実態なくしてメッセージは伝わらない

こんにちは。
最近のスポーツニュースでは、続々と北京五輪代表者の決定が報じられています。
これに関連して、私の興味津津なニュースといえば、中国のチベット
政策問題。世界中のメディアから注目を浴びています。


今や、欧州の首脳が続々と、北京五輪開会式の不参加を表明するといった
事態にまで発展しているほどです。
過去の五輪の中で、国の代表者が開会式を欠席するという騒動が、これほどまでに
大きく取り沙汰された事はなかったのではないでしょうか。
中国としては、北京五輪を成功させて、一気に経済大国の仲間入りを目指して
いたに違いありません。
それが、思わぬ形で窮地に追い込まれてしまいました。
そもそも、中国の北京五輪誘致には、PR会社が関わっていたことは
ご存じの方もおられると思います。
それでは、巧みなPR戦略によって北京五輪誘致を成功させたにもかかわらず、
なぜ今回の騒動に発展してしまったのでしょうか?
もともと、中国北京で五輪が開催される事については、
誘致合戦の頃から疑問視される2つの大きな問題点がありました。
それは「人権問題」と「環境問題」です。
人権問題では、誘致合戦当時の中国は、チベットや新疆ウィグル自治区において、
信仰の自由を奪い、教育を受ける権利や労働権を保障していないといった点を、
米国を中心とする各国に非難されていました。
また、環境問題では、経済発展至上主義ともいうべき、急激な経済成長を優先させ
る政策が生み出す大気汚染、砂漠化、酸性雨などが大きな問題点となっていました。
これらの問題が、五輪開催には相応しくない国としてのイメージを、膨らませてし
まったのです。
そこで中国は、ウェバーシャンドウィック社という米国のPR会社の力を借りて、
中国のネガティブなイメージとなったこの2つの問題を払拭することを試みたので
す。
PR会社は人権問題に対し、少数民族出身者が北京五輪を支持しているということ
を強くアピールして、中国の人権問題を社会問題として取り上げにくい
雰囲気を創り出そうとしました。
その方法は、シドニー五輪金メダリストのオーストラリア先住民族アボリジニーの
出身者、キャシー・フリーマンと、中国系アメリカ人のプロテニス
プレーヤーのマイケル・チャンに白羽の矢を立て、「二人のマイノリティ代表が
北京五輪開催を支持した」というメッセージを全世界に発信したのです。
それに加えて、米国でたった一人で運営している環境NGOの発言をうまく活用
し、「北京五輪は緑化を促進する」というメッセージを世界中に広めました。
それが、中国の環境問題に対するイメージを少なからず好転させることが
出来たのです。
こうした巧みな戦略を実施した結果、中国は五輪誘致合戦に勝利したのです。
(詳細は、弊社代表玉木の著書『影響力』ダイヤモンド社刊をご参照下さい。

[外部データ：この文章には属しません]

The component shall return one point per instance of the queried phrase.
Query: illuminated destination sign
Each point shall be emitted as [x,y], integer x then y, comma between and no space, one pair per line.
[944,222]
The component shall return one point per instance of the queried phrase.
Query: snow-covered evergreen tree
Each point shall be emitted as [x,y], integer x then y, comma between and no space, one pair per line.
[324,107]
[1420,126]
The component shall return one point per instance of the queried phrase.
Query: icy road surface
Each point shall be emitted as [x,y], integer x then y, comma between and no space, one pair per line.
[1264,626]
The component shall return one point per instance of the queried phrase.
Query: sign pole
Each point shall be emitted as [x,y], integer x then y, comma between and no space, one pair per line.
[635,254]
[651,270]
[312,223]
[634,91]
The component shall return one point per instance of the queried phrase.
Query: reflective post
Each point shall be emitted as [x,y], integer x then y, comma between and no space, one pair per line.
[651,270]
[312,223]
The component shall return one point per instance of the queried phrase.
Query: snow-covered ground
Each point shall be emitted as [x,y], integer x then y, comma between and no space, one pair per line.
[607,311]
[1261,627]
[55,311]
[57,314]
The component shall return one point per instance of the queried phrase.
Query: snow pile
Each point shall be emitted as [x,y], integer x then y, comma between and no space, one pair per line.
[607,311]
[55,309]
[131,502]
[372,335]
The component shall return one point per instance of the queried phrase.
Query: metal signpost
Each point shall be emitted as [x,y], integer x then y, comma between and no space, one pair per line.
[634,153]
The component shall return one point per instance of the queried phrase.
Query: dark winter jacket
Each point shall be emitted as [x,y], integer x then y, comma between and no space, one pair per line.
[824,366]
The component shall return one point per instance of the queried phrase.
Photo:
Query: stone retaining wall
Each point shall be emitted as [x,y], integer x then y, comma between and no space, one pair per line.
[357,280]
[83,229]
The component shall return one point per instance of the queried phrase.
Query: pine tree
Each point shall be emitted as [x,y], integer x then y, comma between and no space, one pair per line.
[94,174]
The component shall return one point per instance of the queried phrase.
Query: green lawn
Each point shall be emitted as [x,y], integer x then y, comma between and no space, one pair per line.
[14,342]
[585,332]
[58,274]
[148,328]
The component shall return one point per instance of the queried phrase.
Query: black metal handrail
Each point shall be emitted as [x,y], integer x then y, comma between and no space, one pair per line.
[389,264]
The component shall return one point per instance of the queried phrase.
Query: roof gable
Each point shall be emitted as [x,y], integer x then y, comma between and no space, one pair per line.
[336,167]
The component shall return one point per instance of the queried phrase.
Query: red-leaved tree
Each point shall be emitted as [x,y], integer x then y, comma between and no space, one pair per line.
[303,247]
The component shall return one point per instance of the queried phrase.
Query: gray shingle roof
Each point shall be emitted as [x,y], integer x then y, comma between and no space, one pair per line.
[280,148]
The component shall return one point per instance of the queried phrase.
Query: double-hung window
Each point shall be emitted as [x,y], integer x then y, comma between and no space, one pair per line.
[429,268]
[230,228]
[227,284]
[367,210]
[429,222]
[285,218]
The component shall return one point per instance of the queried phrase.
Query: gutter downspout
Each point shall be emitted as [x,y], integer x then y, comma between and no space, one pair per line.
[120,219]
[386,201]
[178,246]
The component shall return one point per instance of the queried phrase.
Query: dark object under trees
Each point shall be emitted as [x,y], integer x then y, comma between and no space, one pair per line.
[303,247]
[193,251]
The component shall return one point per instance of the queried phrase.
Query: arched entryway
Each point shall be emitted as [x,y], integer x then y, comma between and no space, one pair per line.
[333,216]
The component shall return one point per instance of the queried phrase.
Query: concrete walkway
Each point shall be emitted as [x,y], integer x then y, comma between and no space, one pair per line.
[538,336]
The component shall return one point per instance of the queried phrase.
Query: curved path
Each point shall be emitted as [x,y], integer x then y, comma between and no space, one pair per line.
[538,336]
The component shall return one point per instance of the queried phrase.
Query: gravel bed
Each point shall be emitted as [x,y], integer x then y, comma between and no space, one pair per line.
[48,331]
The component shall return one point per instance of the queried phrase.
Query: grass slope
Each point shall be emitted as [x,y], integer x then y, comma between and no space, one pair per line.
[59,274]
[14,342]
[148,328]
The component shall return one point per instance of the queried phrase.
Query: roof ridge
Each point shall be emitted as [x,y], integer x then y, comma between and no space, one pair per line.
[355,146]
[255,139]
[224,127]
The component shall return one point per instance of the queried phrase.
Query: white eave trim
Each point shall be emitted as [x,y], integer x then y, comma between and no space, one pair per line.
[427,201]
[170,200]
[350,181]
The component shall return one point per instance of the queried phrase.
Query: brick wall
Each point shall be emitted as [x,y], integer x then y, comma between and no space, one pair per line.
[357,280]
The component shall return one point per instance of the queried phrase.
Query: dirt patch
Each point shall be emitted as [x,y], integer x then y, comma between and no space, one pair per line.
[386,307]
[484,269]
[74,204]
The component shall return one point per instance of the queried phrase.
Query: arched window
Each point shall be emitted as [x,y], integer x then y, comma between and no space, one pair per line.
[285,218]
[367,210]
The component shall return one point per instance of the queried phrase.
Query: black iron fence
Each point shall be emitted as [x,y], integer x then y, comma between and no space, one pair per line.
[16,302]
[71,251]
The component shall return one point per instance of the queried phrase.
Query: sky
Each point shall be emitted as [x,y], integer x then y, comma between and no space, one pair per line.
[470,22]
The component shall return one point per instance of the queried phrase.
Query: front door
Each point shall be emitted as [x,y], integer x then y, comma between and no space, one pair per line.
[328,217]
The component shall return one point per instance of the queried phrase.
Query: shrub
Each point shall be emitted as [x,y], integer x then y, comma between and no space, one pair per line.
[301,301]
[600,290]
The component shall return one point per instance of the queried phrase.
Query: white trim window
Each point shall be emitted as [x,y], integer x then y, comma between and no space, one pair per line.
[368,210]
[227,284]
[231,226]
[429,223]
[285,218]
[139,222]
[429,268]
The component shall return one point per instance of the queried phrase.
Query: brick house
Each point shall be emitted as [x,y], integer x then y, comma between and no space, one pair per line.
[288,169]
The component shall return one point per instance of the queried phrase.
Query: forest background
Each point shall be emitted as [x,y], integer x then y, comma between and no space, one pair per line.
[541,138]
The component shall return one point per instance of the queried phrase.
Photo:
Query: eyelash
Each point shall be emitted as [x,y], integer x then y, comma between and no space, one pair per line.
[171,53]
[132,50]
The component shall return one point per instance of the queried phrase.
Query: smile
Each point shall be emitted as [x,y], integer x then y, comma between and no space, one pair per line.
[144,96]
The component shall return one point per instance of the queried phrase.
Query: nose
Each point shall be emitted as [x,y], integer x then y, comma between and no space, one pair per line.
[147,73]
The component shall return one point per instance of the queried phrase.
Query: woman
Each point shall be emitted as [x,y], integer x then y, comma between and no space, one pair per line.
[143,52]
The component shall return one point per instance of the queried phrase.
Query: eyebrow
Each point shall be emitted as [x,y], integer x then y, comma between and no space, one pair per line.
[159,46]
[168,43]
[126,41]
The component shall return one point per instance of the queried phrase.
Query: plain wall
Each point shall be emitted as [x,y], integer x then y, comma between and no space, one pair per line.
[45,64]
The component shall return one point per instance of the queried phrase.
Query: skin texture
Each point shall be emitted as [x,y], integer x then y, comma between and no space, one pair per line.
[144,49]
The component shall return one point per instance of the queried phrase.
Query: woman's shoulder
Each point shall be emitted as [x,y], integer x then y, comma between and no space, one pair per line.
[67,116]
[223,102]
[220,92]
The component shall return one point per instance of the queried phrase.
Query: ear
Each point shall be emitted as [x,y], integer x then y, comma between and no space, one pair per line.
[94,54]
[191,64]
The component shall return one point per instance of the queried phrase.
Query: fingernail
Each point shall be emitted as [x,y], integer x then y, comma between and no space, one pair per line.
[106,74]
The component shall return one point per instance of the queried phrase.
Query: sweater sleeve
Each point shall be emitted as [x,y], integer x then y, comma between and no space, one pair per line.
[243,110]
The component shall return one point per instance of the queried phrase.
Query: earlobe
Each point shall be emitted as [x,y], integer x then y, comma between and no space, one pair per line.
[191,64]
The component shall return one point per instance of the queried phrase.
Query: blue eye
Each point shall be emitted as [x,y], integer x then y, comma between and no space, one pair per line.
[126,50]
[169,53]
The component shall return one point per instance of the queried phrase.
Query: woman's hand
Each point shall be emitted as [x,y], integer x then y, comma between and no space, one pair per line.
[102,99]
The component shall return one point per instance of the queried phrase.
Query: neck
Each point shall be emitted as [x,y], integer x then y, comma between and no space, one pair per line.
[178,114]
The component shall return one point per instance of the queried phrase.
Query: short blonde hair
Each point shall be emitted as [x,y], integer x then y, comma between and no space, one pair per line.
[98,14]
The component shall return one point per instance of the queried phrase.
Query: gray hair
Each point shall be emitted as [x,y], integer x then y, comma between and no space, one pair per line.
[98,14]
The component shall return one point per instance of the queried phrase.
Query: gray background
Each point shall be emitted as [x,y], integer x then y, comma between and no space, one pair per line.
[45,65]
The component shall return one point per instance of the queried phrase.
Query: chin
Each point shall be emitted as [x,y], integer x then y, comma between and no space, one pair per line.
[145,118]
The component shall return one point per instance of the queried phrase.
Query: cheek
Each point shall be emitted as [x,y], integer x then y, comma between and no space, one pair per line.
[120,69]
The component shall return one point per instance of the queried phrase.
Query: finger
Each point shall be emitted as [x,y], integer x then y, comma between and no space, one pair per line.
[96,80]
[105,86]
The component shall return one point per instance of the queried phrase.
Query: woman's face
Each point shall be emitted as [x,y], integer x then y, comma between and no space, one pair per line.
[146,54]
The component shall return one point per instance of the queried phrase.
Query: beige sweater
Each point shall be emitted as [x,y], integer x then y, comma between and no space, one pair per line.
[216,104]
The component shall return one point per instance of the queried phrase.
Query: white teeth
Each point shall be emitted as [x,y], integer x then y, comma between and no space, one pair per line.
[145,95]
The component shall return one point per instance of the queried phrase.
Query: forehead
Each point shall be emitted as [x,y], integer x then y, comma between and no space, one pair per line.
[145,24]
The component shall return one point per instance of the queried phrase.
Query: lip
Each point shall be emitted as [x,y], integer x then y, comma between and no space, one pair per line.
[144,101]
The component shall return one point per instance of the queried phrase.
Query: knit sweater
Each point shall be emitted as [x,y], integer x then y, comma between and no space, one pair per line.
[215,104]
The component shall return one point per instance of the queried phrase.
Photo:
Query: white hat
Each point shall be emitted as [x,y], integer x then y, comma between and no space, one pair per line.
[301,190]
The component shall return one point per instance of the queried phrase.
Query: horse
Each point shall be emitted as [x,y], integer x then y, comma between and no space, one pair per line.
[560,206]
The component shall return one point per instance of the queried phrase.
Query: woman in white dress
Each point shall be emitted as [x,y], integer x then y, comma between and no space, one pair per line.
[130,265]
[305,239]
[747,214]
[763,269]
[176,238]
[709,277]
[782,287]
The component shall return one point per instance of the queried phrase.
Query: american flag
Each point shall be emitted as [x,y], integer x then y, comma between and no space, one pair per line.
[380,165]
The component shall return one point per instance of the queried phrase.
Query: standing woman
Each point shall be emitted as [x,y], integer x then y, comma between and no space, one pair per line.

)
中国が国を挙げて仕掛け、五輪誘致合戦に勝った立派なPR成功例と言うことが
出来るでしょう。
ところが問題はここからなのです。
五輪開催を前に、施設や交通網など、インフラの整備を急速に進め続けたために、
環境問題は悪化。二酸化炭素の排出量に関して言えば、今や米国を抜いて世界最大
の二酸化炭素排出国として名が通ってしまいました。
さらに、今回騒ぎの発端となった、3月のチベットで起きた抗議独立運動に際して
は、柔軟な対応が必要だったにもかかわらず、画一的に弾圧してしまったのです。
これでは、五輪誘致前に発信していたメッセージ、
「マイノリティーが北京五輪を支持している」という内容の信憑性を疑わざるを得
ません。
この問題から、私がPRマンとして考えたことは、
PR戦略を立てる際には、キーメッセージと実際の行動との一貫性を終始貫き、
対策を練らなければ、一番重要な『信憑性』を失いかねないということです。
それは国であろうと企業であろうと、その大小にかかわらず、十分に注意すべき
点、配慮すべき点であると実感させられました。
残念ながら、今回は誘致の時のキーメッセージとその後の実際の政府の行動には
乖離があったと言わざるを得ません。
何はともあれ、北京五輪に向けて頑張っている選手のためにも、安心して大会がで
きるよう、問題解決の対応を進めてほしいものです。